The special 360 town hall, guns under fire from the George Washington university in the nation's capital. In the nearly 7 weeks, since the rampage in Newtown Connecticut silenced 27 lives, a national debate over gun has only grown louder and more urgent. There was shooting just today in a middle school in southeast Atlanta, a student was hit. So the need for action is clear. Often however, the debate over what to do ends in shouting and pointed fingers. Which is why tonight we want, try to cut through the talking points and the slogans, and have an actual discussion that zeros in on some key issues and what goals, if any, or actually achievable. We've got people here with many different experiences, many different opinions and backgrounds, they are all represented in this room. Gun control advocates, people opposed to greater gun control, victims of crimes, people who use guns to protect themselves and their families. We start, though, with a look at what's at stake.
Columbine, Virginia Tech, Arurora, Newtown. It's an all too familiar pattern, mass shootings followed by a national dialogue on one of the most polarizing issues in America. Gun control.
But any attempt to alter our relatively easy access to guns rarely gets off the ground. The last time a federal gun control legislation was passed was in 1994. A year after, a shooter armed with semiautomatic handguns, shot and killed eight people in an office building in downtown San Francisco. The shooter was reportedly able to fire 30 shots without reloading, causing outrage among gun control advocates.
"The 19 assault weapons banned by this proposal are deadly, dangerous weapons. They were designed for one purpose only, to kill people."

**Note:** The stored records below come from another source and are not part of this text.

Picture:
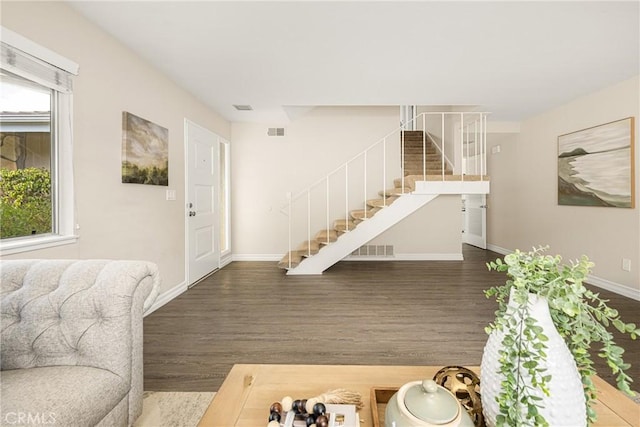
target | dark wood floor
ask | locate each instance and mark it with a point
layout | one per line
(386, 313)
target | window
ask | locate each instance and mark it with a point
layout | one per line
(36, 178)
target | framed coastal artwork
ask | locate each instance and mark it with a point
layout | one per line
(596, 166)
(145, 151)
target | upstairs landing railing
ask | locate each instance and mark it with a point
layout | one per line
(459, 138)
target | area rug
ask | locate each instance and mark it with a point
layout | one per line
(173, 409)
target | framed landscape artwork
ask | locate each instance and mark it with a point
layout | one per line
(596, 167)
(145, 151)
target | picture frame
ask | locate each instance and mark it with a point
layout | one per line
(145, 151)
(596, 166)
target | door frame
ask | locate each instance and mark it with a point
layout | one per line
(187, 259)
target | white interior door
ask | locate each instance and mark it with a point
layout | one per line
(203, 224)
(475, 220)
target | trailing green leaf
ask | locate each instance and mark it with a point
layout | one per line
(580, 316)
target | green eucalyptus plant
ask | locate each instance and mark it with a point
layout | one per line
(581, 317)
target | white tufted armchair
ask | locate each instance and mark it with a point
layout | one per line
(71, 341)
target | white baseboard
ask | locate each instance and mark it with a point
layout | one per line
(614, 287)
(257, 257)
(226, 260)
(499, 249)
(167, 296)
(407, 257)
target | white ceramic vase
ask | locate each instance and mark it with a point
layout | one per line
(566, 405)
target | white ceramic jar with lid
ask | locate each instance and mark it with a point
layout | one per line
(425, 404)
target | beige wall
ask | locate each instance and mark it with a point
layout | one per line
(523, 210)
(265, 168)
(116, 220)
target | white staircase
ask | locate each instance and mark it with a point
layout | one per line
(370, 170)
(351, 240)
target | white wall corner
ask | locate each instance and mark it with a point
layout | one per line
(167, 296)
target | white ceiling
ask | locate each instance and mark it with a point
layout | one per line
(514, 59)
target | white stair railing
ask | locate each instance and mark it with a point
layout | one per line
(460, 142)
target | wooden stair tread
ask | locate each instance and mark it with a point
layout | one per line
(321, 236)
(361, 214)
(447, 177)
(343, 225)
(379, 203)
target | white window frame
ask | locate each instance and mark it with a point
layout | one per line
(63, 204)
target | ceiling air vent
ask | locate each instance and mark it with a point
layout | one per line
(275, 131)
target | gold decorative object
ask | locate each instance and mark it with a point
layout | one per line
(465, 385)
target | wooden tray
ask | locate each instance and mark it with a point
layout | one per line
(380, 396)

The manufacturing of semiautomatic weapons with magazines of more than 10 rounds of ammunition was banned for ten years. But still, the shootings continued. In 1999, 23 people were wounded, and 13 killed at Columbine high school. The shooters used semiautomatic weapons they obtained illegally. By the time the assault weapons ban expired in 2004, its effectiveness was questioned. The congressional research service could not definitively found a cause of connection between firearms and violence. They wrote, quote, "Existing data do not show whether the number of people shot and killed was semiautomatic assault weapons declined during the ten-year-period that those firearms were banned.